Quote: "Method 1a. One possibility is to apply a pure geometrical approach. Let the points 1 and 2 be the beginning and the end of the first segment, $r_{12}$, and the points 3 and 4 be the beginning and the end of the second segment, $r_{34}$ .... In this case, the absolute value of the Gauss integral multiplied by $4\pi$ is the solid angle $\Omega^\star$ formed by all those view directions in which the vectors $r_{12}$ and $r_{34}$ apparently cross, with the vector $r_{12}$ being the nearest to the viewpoint. ..."

The algorithm is as follows:

Starting from the beginning and end points of the two segments, $r_1,r_2,r_3,r_4$, we define

$$
\begin{align}
 r_{ij} &= r_j - r_i \\
 v_{k} &= r_{c(k)} \times r_{c(k+1)} ,  \quad c=\{13,14,24,23,13\}, \quad k=1,\dots,4 \\
\end{align}
$$

Note that, different as in the paper, we use non-normalized vectors, and allow them to be zero length.

The solid angle is then computed as $\Omega^\star=\alpha_{12}+\alpha_{23}+\alpha_{34}+\alpha_{41}$, and the angles are computed using the `atan2` function (that why we do not need normalized vectors!):

$$ \alpha_{ij} = \textrm{atan2}(v_i\cdot v_j,\abs{v_i\times v_j})$$

Final step is to consider the orientation of the two segments, such that the final solid angle is computed as

$$\frac{\Omega}{4\pi} =  \frac{\Omega^\star}{4\pi} \textrm{sign}((r_{34}\times r_{12})\cdot r_{13})$$

with a tolerance in the sign function $\textrm{sign}(x)\{=+1\,\text{if}\,x>\epsilon\,;\,=-1\,\text{if}\,x<-\epsilon\,;\,=0\,\text{else}\}$ to avoid rounding errors.
The double integral is then computed as the sum of solid angles of all segments of one curve againt all segments of the other curve.

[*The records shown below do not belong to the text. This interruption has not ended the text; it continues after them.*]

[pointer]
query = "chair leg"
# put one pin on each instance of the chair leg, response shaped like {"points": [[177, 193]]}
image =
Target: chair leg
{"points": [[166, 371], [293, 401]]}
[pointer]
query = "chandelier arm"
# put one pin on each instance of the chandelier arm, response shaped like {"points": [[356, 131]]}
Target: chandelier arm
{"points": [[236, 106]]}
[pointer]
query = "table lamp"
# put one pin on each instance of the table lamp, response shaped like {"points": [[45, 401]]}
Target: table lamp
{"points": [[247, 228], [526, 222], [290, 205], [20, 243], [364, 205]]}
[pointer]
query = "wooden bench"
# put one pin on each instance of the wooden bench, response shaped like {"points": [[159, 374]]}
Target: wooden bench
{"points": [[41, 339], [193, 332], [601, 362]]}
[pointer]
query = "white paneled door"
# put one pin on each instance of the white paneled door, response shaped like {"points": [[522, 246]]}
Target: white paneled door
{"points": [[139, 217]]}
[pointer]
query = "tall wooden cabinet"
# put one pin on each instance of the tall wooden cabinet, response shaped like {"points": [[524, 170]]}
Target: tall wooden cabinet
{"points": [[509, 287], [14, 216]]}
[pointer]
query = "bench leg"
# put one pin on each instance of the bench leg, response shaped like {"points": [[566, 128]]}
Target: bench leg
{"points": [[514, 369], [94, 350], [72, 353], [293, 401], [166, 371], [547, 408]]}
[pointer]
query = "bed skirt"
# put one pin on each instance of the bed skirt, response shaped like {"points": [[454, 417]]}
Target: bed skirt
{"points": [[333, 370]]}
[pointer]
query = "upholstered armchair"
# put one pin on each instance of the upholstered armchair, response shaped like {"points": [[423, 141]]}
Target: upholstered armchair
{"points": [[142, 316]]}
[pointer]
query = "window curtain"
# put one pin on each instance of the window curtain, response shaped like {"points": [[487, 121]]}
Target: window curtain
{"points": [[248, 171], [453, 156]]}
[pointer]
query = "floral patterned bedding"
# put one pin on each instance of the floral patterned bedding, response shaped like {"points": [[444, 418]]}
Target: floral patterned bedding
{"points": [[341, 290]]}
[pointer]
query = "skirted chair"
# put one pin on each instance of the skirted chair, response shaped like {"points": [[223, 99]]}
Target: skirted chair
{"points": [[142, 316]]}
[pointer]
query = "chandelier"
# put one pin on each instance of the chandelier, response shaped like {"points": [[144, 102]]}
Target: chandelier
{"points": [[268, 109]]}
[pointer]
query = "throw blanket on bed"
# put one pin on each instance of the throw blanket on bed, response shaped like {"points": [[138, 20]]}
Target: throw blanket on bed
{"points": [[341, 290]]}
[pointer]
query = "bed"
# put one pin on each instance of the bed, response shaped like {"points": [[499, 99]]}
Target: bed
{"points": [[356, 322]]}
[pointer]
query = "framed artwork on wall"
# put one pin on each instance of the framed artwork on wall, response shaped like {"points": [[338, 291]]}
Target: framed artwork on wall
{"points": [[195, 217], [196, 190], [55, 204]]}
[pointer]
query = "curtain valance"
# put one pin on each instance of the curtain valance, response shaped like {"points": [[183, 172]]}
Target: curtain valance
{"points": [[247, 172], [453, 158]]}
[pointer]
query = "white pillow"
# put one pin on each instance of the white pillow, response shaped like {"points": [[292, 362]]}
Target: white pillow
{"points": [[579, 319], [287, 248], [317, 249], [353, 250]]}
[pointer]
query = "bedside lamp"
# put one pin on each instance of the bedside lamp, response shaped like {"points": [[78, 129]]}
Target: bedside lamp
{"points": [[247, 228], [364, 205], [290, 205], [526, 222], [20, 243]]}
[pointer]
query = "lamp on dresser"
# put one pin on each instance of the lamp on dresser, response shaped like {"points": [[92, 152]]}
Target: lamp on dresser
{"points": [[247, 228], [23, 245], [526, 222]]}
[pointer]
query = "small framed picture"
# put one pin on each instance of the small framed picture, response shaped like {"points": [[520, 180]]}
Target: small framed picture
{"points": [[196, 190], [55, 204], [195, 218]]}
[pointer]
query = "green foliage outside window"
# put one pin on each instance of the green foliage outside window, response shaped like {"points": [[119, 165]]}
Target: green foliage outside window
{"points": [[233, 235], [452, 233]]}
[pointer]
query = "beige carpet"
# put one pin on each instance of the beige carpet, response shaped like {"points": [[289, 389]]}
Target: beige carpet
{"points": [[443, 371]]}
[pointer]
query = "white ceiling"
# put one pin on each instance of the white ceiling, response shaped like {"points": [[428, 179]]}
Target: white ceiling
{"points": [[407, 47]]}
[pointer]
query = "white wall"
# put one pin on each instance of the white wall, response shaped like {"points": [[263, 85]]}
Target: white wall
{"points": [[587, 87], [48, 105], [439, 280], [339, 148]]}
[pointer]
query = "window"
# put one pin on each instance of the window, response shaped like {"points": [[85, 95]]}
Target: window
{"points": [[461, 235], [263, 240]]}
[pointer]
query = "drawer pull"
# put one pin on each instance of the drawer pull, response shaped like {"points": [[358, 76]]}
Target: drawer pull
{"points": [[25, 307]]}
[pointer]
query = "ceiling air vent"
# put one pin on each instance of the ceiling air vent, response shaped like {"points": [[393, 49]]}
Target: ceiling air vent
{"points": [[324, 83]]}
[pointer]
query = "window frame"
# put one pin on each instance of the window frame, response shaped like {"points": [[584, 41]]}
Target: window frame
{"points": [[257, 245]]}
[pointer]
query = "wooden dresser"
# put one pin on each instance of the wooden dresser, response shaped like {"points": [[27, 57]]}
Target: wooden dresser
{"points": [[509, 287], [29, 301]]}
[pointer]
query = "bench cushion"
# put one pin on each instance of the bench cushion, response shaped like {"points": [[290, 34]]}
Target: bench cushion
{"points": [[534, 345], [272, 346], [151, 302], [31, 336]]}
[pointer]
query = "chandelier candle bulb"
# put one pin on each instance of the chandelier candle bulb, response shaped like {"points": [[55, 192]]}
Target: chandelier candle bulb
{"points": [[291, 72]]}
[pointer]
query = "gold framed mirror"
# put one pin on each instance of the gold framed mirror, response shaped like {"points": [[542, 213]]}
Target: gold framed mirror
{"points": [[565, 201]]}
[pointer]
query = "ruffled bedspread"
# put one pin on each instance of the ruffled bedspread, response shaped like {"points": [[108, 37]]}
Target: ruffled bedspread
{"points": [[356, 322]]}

If both polygon curves coincide, the result is *writhe*. If the two curves do not intersect, the result is their *linking number*.
Arranging the segments of one curve as rows ($i$) of a matrix, and the segments of the other curve as columns ($j$), then for the *linking number*, the solid angle between all segment pairs must be computed.
For *writhe*, the solid angle of the segment pairs $j\!=\!i$ and $j\!=\!i+1$ are zero, and only half of the segment pairs (j>i+1) have to be computed, and the sum is then multiplied by $2$.